$\newcommand{\N}{\mathbb{N}}$ Let $n \in \N$, we define $[n] \doteq \{1 , \ldots, n \}$. Consider the following $$ H_n^k \doteq \{ z \in [n]^k \mid \forall i \in [k-1]: \ z_{i+1} \neq z_i + 1 \} $$
Where, $z_i$ is the value at the position $i$. In other words, we are considering the sequences of length $k$ with elements in $[n]$, such that for every position the next one is not the succesor. For example the sequence $z = 13476 \notin H_7^5$.
How to calculate $\left | H_{n}^k \right |$ ?
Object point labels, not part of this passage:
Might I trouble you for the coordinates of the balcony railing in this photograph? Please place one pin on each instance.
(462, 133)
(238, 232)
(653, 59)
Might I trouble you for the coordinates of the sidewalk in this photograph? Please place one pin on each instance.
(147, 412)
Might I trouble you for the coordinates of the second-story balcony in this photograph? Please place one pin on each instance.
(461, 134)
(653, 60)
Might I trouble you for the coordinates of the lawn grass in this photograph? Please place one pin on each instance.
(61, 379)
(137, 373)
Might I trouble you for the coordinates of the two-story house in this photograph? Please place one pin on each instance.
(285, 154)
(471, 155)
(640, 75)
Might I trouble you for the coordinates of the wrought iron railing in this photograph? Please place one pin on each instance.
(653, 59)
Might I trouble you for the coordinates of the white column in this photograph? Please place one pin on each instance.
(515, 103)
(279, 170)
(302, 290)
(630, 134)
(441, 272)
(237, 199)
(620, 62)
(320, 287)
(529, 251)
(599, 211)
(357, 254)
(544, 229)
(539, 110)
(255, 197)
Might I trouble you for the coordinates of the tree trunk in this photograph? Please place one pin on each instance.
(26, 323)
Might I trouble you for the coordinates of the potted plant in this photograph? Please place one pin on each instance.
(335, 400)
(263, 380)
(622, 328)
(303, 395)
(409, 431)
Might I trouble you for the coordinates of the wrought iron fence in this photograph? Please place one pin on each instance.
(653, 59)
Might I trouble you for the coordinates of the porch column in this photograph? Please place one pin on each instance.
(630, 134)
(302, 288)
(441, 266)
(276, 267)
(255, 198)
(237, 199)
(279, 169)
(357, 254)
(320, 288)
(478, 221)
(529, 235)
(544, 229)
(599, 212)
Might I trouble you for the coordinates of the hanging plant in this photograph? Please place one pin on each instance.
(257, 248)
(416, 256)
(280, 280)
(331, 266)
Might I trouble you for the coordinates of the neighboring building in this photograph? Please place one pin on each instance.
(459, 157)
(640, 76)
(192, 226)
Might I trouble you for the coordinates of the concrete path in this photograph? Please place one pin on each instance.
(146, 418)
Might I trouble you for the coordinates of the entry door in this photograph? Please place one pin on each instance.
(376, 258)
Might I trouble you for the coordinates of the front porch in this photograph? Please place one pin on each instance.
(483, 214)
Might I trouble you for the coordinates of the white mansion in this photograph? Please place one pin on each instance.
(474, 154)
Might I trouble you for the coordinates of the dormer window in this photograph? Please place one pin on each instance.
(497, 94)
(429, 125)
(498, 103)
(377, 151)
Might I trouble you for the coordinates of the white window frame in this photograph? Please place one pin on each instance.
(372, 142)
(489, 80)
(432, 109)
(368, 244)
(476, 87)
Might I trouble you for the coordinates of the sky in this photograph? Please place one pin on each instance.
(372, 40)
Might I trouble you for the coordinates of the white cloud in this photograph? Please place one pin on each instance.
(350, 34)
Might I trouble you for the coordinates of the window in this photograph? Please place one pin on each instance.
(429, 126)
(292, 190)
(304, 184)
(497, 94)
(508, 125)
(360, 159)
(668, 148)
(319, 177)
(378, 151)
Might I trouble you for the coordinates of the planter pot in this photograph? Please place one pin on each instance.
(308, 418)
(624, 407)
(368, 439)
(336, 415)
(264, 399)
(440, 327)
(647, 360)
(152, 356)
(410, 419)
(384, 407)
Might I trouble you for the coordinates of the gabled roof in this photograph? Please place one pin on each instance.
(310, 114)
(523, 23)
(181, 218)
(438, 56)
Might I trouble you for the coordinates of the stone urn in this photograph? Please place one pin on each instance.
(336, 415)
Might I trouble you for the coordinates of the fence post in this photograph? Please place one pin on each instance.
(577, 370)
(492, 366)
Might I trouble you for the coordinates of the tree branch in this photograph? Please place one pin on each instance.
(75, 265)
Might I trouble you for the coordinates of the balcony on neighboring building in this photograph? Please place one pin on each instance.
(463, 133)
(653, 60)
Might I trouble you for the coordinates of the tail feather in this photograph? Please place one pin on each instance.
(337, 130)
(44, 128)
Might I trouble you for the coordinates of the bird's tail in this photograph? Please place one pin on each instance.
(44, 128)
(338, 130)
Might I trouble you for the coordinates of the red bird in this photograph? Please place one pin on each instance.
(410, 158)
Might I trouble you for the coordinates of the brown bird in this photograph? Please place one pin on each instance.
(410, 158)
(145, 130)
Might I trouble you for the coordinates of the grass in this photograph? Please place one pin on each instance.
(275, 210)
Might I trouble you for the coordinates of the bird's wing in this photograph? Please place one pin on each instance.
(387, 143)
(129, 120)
Let me show you my attempt. Let's define $$ F_{n}^{i} = \{ z \in [n]^k \mid z_{i+1} = z_i + 1 \} $$ then, what we are looking for is $$n^k - \left | \bigcup\limits_{i=1}^{k-1} F_n^i \right | $$Afterwards, what I wanted to use is the inclusion-exclusion principle but I got in troubles when I try to calculate the cardinal of the intersection of any of them.
Any suggests?
Regards!
The numbers $|H_n^k|$ can be obtained via the linear recurrence relation $$ |H_n^k| = \sum_{i=1}^{n} (-1)^{i+1}(n-i+1)|H_n^{k-i}|, $$ using the convention that $H_n^k$ is empty if $k<0$, and $|H_n^0|=1$.
To prove this formula, we break $H_n^k$ into the following subsets: $$J_n^k(i) := \{ z\in H^k_n \ | \ z_1 = i \} \quad (i=1,\ldots, n).$$ In other words, $J_n^k(i)$ is the set of sequences in $H_n^k$ starting with $i$. Obviously, $|H_n^k| = \sum_{i=1}^n |J_n^k(i)|$. Moreover, we have the following:
Therefore we have $|H_n^k| = \sum_{j=1}^n |J_n^k(j)| = \sum_{j=1}^n \sum_{i=1}^{n+1-j}(-1)^{i+1}|H_n^{k-i}| = \sum_{i=1}^{n} (-1)^{i+1}(n-i+1)|H_n^{k-i}|$.
This proves the recurrence relation.
Using this, it is easy to compute the first terms of a sequence of $|H_n^k|$. For instance, for $n=3$ and starting with $k=0$, we get $1,3,7,16,37,86,200,465,1081, \ldots$ (which, incidentally, is sequence A095263 of the OEIS).
General methods to solve linear recurrence relations could also be applied from there.